My backlog currently has about 70 user stories, about 25 of which are high priority. An ideal planning poker session would contain stakeholders with areas of expertise relevant to the project. When dealing with undergraduates, there are no experts, but the gulf between novice and expert itself provides a motivation for planning poker. Although I work with undergraduates regularly, I still find that I often make mistakes when estimating how long various tasks will take them, especially when integrating ideas that I have internalized but that are new to them. In a project involving a combination of object-oriented and entity-oriented design, Scrumcontinuous integration, and unit testing --- all of which are new to the students --- there are ample opportunities for estimation errors! A planning poker session, I figured, could help us determine more accurate story points than if I did it myself. This would also be an excuse to explain the various parts of the experience to a subset of Fall's class, giving me practice and seeding the class with students who have already seen some of the ideas.

(A parenthetical story: Last night, my wife asked me about this morning's meeting, and I told her briefly what it was about. My brief explanation was completely insufficient, so I explained to her some principles of agile software development, Scrum, continuous integration, and planning poker. It seems that, despite the effort I have invested in preparing for the course, I only ever really explained it to her as "working on my spreadsheets." Explaining all of these things to her --- who has as much experience with these ideas as many of my students --- was a great experience for me. This also means that she probably doesn't read my blog, so I can safely write about her here, as long as we all keep our mouths shut.)

I sent out an invitation to some of the students I know who are signed up for CS315, using Doodle to find the time that most could meet. I wish I could have had them all, since I chose them for their breadth of experience and perspective, but the best I could do was Tuesday morning with four of the invited. This morning, one informed me he could not attend, and another did not show, so the meeting went forward with me and the two students.
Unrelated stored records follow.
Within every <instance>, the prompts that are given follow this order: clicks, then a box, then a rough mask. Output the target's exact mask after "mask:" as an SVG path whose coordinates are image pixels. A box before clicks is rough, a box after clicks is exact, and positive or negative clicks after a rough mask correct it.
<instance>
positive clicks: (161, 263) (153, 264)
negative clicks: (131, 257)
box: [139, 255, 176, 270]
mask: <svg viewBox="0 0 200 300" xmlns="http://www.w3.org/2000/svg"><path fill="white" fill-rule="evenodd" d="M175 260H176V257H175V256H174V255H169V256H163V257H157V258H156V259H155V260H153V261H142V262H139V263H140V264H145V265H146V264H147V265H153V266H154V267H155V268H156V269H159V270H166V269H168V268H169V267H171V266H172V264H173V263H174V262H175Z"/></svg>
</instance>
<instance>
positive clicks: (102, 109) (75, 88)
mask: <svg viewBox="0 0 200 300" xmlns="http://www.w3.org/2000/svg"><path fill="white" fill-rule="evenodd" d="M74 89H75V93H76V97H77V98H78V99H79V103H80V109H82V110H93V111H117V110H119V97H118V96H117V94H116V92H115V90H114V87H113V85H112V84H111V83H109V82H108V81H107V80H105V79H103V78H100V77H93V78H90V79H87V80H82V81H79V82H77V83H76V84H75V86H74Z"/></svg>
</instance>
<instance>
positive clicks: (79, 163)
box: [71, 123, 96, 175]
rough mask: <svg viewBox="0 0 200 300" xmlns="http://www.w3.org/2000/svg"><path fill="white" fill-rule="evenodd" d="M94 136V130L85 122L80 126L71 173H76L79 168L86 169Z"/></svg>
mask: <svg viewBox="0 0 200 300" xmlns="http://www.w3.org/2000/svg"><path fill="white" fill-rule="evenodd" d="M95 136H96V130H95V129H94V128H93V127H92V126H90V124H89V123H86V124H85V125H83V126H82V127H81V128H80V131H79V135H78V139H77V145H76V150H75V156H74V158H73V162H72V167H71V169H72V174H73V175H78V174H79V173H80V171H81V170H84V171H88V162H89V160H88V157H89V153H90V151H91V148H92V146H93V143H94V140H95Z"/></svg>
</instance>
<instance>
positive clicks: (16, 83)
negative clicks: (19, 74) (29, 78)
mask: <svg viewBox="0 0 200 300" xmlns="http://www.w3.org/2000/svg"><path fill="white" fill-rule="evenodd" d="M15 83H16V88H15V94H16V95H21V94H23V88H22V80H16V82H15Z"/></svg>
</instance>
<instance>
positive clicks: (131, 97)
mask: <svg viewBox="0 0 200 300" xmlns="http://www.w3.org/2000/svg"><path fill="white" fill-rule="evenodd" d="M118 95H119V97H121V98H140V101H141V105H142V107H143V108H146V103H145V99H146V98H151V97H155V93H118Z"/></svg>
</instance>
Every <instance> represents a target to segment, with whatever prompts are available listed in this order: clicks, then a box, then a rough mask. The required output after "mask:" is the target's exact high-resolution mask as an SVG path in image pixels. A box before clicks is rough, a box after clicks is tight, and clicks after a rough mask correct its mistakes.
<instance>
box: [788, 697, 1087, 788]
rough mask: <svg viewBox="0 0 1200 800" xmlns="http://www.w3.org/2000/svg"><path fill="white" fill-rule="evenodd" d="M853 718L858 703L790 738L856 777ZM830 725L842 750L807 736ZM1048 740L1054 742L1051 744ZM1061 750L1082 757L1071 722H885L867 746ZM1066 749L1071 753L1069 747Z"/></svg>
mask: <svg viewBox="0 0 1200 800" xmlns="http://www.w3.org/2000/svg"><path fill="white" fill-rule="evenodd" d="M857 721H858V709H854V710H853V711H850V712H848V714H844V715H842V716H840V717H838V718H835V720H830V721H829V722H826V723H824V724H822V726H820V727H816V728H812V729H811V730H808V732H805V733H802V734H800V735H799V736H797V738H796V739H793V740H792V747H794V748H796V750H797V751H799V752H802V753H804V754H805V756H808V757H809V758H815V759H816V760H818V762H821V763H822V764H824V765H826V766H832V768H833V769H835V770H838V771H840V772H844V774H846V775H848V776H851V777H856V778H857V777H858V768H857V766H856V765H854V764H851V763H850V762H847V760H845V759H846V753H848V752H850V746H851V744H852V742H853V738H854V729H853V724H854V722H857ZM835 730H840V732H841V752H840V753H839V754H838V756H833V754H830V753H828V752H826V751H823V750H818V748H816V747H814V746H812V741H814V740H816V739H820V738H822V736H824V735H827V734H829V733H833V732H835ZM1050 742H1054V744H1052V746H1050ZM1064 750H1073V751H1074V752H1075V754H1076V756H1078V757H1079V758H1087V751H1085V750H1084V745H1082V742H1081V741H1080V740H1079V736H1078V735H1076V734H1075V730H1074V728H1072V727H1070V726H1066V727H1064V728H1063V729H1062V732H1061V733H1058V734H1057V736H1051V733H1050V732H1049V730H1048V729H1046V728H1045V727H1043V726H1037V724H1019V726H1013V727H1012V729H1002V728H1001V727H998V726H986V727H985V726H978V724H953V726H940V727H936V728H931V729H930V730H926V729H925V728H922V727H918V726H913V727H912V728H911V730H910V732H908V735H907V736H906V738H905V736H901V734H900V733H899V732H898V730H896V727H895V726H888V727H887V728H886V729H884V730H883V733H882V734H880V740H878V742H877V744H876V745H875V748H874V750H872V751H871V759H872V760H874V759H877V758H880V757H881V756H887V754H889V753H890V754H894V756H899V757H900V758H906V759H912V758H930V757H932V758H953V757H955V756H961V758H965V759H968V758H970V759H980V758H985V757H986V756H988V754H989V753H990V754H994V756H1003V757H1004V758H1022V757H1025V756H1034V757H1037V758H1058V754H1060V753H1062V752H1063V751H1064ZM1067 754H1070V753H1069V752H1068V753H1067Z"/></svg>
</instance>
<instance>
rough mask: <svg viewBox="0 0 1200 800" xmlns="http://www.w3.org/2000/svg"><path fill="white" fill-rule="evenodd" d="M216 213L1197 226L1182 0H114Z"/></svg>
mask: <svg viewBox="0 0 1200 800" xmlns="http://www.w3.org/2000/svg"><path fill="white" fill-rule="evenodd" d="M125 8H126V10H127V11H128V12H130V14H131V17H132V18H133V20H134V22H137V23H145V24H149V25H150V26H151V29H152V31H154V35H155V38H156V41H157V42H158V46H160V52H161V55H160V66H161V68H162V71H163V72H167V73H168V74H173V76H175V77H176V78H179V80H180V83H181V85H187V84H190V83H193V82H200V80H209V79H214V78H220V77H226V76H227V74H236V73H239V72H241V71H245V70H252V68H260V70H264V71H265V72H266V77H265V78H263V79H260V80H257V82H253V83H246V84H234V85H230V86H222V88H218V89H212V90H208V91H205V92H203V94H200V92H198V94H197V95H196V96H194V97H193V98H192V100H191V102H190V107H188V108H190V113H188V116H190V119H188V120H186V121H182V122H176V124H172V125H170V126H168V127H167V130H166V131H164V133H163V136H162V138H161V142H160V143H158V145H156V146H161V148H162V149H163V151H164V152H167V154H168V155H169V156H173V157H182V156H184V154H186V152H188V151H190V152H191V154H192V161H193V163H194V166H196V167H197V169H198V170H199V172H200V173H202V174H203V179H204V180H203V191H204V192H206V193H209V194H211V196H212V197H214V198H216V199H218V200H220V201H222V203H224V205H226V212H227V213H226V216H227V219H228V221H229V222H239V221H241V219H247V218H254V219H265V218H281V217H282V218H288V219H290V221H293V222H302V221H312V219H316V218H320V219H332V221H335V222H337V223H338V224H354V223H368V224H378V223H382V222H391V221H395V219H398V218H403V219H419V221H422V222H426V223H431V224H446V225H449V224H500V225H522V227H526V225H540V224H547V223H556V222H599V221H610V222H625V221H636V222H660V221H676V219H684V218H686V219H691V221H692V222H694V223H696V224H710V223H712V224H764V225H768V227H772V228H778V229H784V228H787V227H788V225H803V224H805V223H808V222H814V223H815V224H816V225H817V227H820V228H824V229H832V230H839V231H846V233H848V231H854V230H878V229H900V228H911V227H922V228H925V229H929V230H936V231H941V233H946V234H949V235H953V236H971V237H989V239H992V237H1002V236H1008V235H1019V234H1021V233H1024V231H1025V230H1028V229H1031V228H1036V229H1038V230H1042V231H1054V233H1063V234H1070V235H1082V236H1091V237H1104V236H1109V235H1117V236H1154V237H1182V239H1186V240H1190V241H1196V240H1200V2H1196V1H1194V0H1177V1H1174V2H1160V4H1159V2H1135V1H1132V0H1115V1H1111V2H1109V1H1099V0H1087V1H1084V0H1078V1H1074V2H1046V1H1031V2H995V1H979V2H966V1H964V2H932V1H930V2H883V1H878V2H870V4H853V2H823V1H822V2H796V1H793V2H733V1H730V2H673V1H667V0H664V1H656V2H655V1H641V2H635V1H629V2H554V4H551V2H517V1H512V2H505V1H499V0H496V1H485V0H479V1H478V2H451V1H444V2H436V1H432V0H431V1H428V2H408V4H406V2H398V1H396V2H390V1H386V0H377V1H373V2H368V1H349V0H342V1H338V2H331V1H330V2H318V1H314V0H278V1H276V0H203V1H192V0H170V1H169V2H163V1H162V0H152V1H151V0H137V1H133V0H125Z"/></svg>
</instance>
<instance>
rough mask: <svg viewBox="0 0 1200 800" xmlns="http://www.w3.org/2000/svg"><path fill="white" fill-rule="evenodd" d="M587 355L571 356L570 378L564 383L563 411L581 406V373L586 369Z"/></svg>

Not counting coffee and bagel time, we worked for about 90 minutes on the backlog and covered all the high priority items. I don't know anything about the programming skills of these two students, but I will say that if I have a class full of students as clever and motivated as them, this semester will be fantastic. As one might expect, the first few were a little rocky as I had to explain some of the background and we had to get a feel for the abstract measurement of story points. We quickly hit stride, and the story point negotiation revealed places where more detail or more stories were needed.

It so happens that all three of us at the meeting are gamers, and it was interesting to engage in planning poker as a cooperative game, especially given my recent interest and readings on software development as a cooperative game. Having this meeting face-to-face, it was fun to choose point values and hold the card face-down while waiting for the others to choose a value: there was the tension of anticipation, the climax of revealing values, and verbal and non-verbal negotiation, and the joy of consensus. In fact, in the few cases where we all chose the same value the first time, it definitely felt like a "win." The experience was a game in Huizinga's sense, especially in the construction of a time-boxed community of players in a shared experience. Qualitative technical communication researchers, take note for potential future research opportunities!

I am confident that the values we determined are reasonable and will give realistic measurements of teams' velocity. Based on this positive experience, I plan to have another planning poker meeting with some volunteers once we make progress on the high-priority user stories. I hope that the experience was as enjoyable for the students as it was for me. My only regret is that I did not take a picture of my awesome planning poker cards before I left, but they are in my filing cabinet for another day. Now if that's not reason enough to come back for more blog, I don't know what is.